Matthew Silva

Personal information
- Full name: David Marques Pereira da Silva
- Date of birth: 12 January 1992 (age 34)
- Place of birth: Quarteira, Portugal
- Height: 1.82 m (6 ft 0 in)
- Position: Midfielder

Youth career
- 2003–2005: Internacional Club Almancil
- 2005–2007: Sporting
- 2006–2011: Internacional Club Almancil

Senior career*
- Years: Team / Apps / (Gls)
- 2011–2012: Estrela Vendas Novas / 8 / (0)
- 2012–2013: Quarteirense / 12 / (1)
- 2013: Anagennisi Epanomi / 13 / (0)
- 2013–2014: Whitehawk / 20 / (2)
- 2014–: Farense / 14 / (1)
- 2015–: → SV Elversberg (loan) / 0 / (0)
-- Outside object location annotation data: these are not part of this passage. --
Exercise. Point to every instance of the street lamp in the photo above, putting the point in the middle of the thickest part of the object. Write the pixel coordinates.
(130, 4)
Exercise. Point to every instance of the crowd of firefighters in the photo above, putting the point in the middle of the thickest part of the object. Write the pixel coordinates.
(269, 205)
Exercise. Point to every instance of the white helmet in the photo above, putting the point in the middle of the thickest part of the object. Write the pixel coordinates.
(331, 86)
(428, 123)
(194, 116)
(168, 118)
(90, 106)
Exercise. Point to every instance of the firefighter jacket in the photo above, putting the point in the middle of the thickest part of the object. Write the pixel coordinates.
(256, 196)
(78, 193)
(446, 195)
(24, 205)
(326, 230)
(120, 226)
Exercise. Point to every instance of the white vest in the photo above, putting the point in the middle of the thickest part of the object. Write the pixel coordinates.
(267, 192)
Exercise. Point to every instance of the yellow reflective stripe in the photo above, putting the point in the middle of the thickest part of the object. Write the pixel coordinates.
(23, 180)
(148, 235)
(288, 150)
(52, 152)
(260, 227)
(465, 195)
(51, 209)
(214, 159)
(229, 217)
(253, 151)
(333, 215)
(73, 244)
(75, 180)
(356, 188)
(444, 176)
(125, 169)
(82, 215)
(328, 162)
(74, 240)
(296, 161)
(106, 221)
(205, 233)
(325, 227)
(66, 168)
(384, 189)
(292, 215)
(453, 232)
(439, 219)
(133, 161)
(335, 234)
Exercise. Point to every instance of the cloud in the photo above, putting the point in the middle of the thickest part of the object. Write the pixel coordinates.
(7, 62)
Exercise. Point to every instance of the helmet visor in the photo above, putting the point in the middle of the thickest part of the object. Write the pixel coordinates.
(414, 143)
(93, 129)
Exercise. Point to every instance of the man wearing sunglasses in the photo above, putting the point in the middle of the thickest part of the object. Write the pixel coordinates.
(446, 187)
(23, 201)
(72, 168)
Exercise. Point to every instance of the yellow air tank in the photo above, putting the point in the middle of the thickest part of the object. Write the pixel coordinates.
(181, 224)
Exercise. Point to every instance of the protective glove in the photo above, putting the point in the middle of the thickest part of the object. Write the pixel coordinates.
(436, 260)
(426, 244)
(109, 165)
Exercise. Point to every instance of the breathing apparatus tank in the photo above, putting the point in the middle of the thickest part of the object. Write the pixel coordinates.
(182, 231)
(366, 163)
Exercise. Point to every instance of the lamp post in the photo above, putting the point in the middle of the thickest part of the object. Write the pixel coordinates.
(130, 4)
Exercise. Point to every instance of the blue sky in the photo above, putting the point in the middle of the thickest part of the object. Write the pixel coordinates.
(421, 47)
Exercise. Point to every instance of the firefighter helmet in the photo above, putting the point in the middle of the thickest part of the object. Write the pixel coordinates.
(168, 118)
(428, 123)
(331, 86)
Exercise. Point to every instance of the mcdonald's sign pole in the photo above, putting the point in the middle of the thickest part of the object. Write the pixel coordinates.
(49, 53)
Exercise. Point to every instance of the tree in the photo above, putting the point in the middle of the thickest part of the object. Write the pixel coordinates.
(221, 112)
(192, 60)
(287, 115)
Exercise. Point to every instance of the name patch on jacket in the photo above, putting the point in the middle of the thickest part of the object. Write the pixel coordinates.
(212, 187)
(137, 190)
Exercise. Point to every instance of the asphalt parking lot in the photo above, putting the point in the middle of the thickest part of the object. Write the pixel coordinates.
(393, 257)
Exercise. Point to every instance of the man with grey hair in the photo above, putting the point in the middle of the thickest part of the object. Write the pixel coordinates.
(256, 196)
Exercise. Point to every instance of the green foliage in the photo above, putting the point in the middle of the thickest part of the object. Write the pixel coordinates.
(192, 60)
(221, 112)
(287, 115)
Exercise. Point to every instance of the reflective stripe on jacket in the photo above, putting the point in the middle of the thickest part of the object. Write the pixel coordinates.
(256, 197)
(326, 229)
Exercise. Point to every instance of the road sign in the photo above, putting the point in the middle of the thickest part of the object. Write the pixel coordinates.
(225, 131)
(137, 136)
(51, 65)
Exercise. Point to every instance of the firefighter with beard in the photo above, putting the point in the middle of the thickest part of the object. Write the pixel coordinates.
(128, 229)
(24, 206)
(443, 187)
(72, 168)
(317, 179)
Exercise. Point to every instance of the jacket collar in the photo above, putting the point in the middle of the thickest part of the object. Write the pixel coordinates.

= Matthew Silva (footballer) =

Portuguese footballer

David Marques Pereira da Silva (born 12 January 1992), known as Matthew Silva, is a Portuguese footballer who played as midfielder.

==Football career==
On 21 January 2013, Silva made his professional debut with Anagennisi Epanomi in a 2012–13 Greek Football League match against Iraklis.

==Personal==
Matthew Silva is the younger brother of Joshua Silva, also a professional footballer.